Unfortunately, it is not uncommon for suppliers to sell these restricted products on the “gray market” – that is – suppliers will resell the products to medical clinics, home health agencies, long term care facilities that, in turn, provide the products to their patients. Alternatively, the DME supplier will resell the restricted products to second tier wholesalers that operate in the gray market.
By diverting products from the normal distribution channel into the gray market, DME suppliers are opening themselves up to liability from different sources. The manufacturer/wholesaler can (i) terminate its relationship with the supplier and/or (ii) sue the supplier for breach of contract and possibly under a tort theory such as fraud in the inducement. In addition, there have been a number of federal criminal cases brought against DME suppliers and pharmacies that have diverted products into the gray market.

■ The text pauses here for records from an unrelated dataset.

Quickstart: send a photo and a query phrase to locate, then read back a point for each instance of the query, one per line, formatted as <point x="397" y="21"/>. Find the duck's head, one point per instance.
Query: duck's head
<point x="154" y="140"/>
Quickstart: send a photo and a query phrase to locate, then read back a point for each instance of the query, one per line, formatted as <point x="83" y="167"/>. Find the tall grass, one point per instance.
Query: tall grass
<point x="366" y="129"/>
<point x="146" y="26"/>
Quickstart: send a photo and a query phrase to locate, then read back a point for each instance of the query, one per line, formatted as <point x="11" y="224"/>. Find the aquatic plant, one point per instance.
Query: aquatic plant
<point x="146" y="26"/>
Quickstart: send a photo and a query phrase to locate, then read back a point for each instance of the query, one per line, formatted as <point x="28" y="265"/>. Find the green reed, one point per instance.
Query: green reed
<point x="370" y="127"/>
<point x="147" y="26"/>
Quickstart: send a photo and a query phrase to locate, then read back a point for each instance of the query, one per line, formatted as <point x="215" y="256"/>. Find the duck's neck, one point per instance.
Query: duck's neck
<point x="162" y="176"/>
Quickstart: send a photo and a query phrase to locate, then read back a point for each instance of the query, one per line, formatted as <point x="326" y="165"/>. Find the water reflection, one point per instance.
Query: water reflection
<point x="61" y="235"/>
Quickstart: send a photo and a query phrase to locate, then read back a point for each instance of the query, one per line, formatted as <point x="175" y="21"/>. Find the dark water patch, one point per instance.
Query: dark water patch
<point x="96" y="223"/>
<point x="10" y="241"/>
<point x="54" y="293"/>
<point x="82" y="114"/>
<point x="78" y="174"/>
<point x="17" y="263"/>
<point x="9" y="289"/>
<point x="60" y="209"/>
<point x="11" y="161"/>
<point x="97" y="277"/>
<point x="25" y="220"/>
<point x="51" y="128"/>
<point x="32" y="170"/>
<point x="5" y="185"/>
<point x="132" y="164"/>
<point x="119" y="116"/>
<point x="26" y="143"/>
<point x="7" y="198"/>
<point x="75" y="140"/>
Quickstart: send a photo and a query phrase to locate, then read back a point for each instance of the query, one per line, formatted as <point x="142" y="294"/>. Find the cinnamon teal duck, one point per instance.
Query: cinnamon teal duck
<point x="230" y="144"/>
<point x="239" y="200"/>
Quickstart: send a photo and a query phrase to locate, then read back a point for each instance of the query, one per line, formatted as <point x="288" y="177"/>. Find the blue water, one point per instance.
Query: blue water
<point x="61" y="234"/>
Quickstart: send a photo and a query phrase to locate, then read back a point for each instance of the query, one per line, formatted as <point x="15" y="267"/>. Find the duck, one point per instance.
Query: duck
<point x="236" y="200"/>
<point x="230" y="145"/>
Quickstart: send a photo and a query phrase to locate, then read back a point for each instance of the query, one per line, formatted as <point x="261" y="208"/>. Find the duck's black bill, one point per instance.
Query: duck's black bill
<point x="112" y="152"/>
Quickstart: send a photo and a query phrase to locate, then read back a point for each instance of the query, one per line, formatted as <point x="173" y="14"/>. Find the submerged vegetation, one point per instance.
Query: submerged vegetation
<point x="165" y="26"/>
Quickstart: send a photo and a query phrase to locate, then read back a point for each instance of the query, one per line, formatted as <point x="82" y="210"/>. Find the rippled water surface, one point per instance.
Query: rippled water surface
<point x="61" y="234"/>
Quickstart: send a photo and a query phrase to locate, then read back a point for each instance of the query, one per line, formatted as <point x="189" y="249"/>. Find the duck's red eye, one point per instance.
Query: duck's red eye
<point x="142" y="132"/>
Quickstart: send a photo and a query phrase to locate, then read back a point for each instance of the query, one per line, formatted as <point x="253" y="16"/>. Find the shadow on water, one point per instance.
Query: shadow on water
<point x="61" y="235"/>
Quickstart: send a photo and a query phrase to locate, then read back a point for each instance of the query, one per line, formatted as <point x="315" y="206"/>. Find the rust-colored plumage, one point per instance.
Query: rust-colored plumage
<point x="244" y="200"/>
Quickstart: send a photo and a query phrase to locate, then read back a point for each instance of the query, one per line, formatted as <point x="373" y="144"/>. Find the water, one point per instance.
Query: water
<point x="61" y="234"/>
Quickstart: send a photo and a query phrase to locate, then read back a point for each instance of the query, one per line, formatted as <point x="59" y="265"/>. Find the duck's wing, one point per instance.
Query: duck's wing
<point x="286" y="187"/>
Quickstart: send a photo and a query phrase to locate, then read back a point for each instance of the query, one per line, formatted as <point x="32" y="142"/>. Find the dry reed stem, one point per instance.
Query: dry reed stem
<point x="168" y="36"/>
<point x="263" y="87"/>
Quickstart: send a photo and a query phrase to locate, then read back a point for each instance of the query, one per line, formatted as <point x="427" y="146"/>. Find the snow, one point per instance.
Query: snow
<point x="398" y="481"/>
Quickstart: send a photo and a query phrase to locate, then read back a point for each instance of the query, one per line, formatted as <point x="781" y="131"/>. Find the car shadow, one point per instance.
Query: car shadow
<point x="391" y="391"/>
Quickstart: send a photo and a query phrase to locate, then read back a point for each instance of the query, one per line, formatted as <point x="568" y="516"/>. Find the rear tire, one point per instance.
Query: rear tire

This program will discuss the restrictions that DME suppliers normally agree to when they purchase products from manufacturers and wholesalers. The program will then describe the gray market and the legal risks to suppliers that operate in the gray market. Lastly, the program will discuss the compliance steps that DME suppliers can take to steer clear of the legal pitfalls associated with the gray market.
Jeffrey S. Baird, JD, is chairman of the Health Care Group at Brown & Fortunato, a law firm with a national health care practice based in Texas. He represents pharmacies, infusion companies, HME companies, manufacturers, and other health care providers throughout the United States. Mr. Baird is Board Certified in Health Law by the Texas Board of Legal Specialization and can be reached at (806) 345-6320 or email@example.com.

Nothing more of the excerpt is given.